Based on the evidence above, the most defensible takeaway is not a specific one-size-fits-all fix, but a shift in how you evaluate work conditions:
- If concentration is critical, assume that background noise competes with cognition, especially when it is variable or speech-like (PubMed Central, 2025).
- If collaboration is critical, recognize that irritability and stress can be environment-amplified, not purely interpersonal (IOSH Magazine, 2025).
- If employee experience is a priority, remember that noise effects can be widespread and normalized (MediaConnect, 2025, reporting ~73%).
Limits of the current evidence
The research summary emphasizes real, measurable impacts—fatigue, stress, degraded task performance—but it also implies important limits:
- Not every study uses the same noise types, tasks, and contexts, so results do not map perfectly to every workplace.
- Self-reported measures (like irritation and stress) are meaningful for experience, but they can vary across individuals and situations.

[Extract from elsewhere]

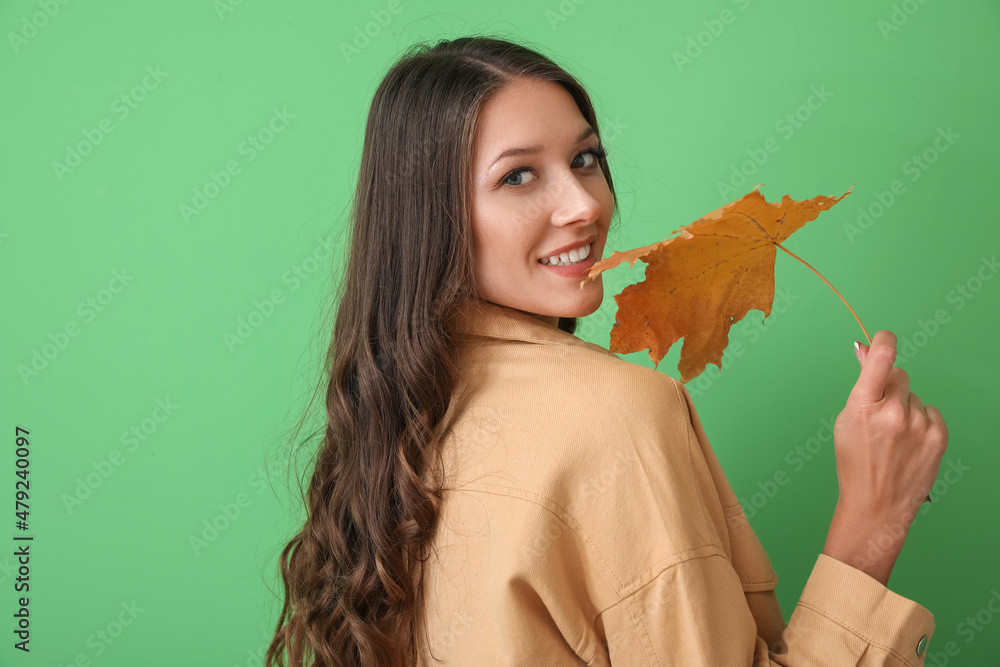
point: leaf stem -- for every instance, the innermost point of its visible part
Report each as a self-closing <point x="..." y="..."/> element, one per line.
<point x="831" y="287"/>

- The key point remains consistent across the cited sources: sound quality can have cognitive and psychosocial costs before hearing loss is diagnosed (IOSH Magazine, 2025; MediaConnect, 2025; PubMed Central, 2025).
Bottom line
If you only act when hearing damage is on the table, you will miss the earlier—and often more common—problem: the day-to-day cognitive overhead of poor sound. The most practical next step is simply to start treating sound quality as a first-class input to focus, communication, and wellbeing, because the evidence shows it can shape concentration, fatigue, and stress long before anyone would call it a hearing issue (IOSH Magazine, 2025; MediaConnect, 2025; PubMed Central, 2025).